The following are some common Trex variations:
- Some play that in the first three contracts, a player who is unable to follow suit must discard a penalty card (king of hearts in contract 1, diamond in contract 2, queen in contract 3) if they have one.
- Some players interchange the scores for Diamonds (each diamond costs 10 points) and Slapping (each trick costs 15 points).
- Some players reverse all the scores, giving positive points for the first four contracts and negative points for Trex. The object is then to have as low a score as possible at the end. Clearly this makes no difference to the way the game is played.
- Some play the contracts in a different order. For example: trix, girls, king of hearts, diamonds, collection.
- Trex is sometimes played as a partnership game, partners sitting opposite each other. The game is played the same way - each player gets a turn to choose contracts. There are two differences: (1) in the contract "Trex", after each player has had their first turn, all players must put any 2's that they hold face up on the table, so that everyone knows who has them and (2) scores are kept in terms of teams not individuals.
- It can be agreed in advance that when (King of Hearts) or (Girls) is announced, any player who holds a penalty card can place it face up on the table before the first lead. In this case the player who takes the card in a trick loses twice as much (-150 for the king of hearts, -50 for a queen) and the player who held the card scores +75 for the king of hearts or +25 for a queen.

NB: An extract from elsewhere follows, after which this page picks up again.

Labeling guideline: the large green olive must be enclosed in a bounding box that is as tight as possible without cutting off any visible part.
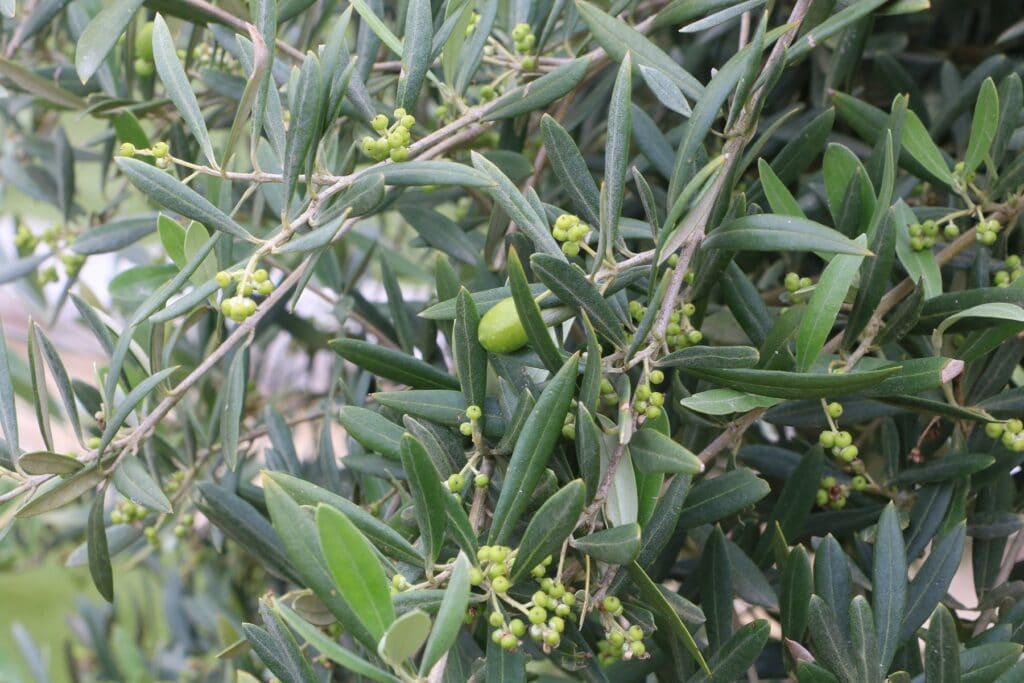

- Trex Complex is a recent variant in which a dealer can play two or more of the first four contracts at the same time. In this case all the penalty cards and tricks from the contracts being played are scored in that deal. The number of deals is reduced accordingly - for example if a dealer starts by playing Diamonds, Girls and Collection together, then he has only two more deals, which must be King of Hearts and Trex (in either order). This variation is not recommended since it increases the luck factor - a player who is fortunate to deal himself a hand full of low cards can get a huge score by playing contracts 1-4 all at once.
- In Palestine and Jordan Trix complex refers only to the game when all four contracts are played at once while Trix is separate. When combining contracts according to desire of the king of the game, the game is called Trix Combination.